A developers game? Makes the order sound like an unreal engine demo. I like the style of some of those, but lets be honest. They arn’t good games and their length is short…
OK – am going to give this a go as nothing else good out at the moment. Just bought one off ebay for $20AU. Hopefully will get me through until MGS5
It’s easily worth $20. I bought it at double that and found it to be quite good. Yes it’s short, but there is almost no “dead time” unless you go exploring every nook and cranny just for the hell of it.
Fair enough, but it seems all the positives he’s found in the game are aesthetic. You could enjoy all that stuff just by watching some YouTube videos without having to actually buy or play the game.
I disagree. I think it’s about the agency as much as the observation.
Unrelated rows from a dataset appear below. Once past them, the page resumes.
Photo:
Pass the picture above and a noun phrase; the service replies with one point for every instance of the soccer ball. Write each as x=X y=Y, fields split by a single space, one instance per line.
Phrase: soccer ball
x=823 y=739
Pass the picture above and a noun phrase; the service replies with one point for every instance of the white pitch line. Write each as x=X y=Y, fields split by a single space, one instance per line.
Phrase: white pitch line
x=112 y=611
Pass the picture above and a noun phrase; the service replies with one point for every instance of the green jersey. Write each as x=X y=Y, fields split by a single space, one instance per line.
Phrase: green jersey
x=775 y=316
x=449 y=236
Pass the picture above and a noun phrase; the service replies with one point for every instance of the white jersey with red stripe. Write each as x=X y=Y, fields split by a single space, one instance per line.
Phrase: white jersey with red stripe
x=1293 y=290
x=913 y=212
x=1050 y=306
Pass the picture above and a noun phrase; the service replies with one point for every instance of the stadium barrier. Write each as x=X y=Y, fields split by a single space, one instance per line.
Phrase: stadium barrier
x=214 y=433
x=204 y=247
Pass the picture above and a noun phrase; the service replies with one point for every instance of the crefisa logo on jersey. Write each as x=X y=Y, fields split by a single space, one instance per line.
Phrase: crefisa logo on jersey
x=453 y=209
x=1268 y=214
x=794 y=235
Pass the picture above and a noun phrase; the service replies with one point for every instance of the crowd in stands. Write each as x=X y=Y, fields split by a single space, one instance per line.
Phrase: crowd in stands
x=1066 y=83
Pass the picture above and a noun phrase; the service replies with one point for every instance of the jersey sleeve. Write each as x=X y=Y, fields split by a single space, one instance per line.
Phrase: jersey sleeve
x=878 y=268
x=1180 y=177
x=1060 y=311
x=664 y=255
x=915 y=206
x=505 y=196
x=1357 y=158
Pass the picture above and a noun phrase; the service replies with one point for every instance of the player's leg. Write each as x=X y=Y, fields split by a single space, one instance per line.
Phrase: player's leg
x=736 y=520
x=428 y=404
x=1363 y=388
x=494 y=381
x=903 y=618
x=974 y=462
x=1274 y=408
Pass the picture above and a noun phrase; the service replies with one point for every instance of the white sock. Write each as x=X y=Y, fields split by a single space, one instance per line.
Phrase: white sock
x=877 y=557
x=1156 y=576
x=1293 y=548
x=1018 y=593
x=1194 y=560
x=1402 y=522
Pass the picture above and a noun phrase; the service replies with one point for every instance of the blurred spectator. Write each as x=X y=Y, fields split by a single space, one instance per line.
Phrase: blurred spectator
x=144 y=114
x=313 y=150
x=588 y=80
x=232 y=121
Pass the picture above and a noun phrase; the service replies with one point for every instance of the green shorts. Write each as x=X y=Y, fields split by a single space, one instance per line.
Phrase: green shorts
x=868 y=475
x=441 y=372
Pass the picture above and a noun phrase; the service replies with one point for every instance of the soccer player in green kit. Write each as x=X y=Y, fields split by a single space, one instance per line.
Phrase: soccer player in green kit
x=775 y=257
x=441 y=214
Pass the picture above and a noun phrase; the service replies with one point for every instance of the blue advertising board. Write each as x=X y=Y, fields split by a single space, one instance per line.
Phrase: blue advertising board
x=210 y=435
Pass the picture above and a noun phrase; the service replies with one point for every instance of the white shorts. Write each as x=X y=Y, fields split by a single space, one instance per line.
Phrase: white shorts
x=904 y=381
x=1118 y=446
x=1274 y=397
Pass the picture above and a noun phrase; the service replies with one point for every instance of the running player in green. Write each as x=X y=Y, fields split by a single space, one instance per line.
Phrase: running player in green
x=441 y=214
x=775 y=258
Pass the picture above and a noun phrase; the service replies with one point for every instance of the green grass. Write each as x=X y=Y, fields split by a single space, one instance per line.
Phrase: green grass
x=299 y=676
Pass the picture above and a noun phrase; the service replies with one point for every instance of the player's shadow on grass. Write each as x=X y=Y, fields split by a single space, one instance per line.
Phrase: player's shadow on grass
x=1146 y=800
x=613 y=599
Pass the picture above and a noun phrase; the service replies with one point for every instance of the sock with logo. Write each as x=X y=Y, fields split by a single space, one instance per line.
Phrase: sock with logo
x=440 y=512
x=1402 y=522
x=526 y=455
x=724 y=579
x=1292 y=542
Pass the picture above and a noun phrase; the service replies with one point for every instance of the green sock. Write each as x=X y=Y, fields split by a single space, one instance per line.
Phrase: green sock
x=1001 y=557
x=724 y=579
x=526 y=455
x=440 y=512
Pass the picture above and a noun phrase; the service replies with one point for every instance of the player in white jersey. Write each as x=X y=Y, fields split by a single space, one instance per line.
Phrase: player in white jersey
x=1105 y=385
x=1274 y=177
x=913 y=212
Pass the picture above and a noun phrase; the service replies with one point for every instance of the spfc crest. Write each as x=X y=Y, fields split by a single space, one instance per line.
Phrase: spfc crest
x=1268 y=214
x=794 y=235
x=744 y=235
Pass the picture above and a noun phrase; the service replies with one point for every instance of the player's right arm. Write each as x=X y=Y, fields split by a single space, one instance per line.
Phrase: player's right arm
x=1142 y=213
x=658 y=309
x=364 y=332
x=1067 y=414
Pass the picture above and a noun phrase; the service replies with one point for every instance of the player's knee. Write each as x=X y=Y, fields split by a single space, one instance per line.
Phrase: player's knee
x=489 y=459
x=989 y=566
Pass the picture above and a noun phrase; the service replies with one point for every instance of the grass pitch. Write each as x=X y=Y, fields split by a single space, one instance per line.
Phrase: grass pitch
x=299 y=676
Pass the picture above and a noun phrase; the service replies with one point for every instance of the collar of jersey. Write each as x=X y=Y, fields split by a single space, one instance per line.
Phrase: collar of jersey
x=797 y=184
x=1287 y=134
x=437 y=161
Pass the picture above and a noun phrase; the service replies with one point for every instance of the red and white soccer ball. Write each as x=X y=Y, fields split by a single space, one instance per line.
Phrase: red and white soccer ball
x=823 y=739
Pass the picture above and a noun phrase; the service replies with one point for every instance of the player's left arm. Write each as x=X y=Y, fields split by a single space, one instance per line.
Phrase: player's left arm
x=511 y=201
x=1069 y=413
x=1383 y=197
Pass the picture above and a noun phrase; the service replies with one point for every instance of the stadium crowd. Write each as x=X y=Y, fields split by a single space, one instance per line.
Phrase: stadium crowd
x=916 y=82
Being neck-deep in the atmospherics of the London Underground or in the slums is hard to appreciate unless you are the one who success is riding on. Much as I hated the gameplay of the werewolf sequences, I appreciated the tension and the atmosphere.
I don’t care about what anyone says, as i game i got with my ps bundle I enjoyed the order. I agree completely with what he says. You would have these amazingly graphical cut scenes that just kinda grind to halt and your thinking what’s going on? then you realise that the cut scene has ended your back in the game. Was just jarring cause the usual drop off of visuals was so subtle and out of the norm
This game doesn’t deserve the hate it gets. Definitely worth playing if you can get it cheap and slog through the first few uneventful chapters.
I know right, ’cause Galahad’s moustache is to die for 😉
I really enjoyed The Order. My only gripe (besides wanting it to go for longer) was that the ending was somewhat anti-climactic. Not that an anti-climactic (or unexpected) ending is always a bad thing – it was just I felt there could’ve been so much more. Like that ending wasn’t the real ending, and there should’ve been an even bigger fight with an even bigger boss (a certain political figure perhaps). Nevertheless, I thought it was beautiful and interesting, and if there were DLC I’d definitely be buying it.
i still don’t get all the hate this game got, i loved the order. im actually disappointed that it wasn’t received well because the potential this game has as far as characters and story, i was hoping they would do a trilogy. i liked the ending, they did it on purpose because i truly believe they were setting this game up for a sequel. shame its probably not going to happen now..
I suddenly feel more motivated than ever to play The Order.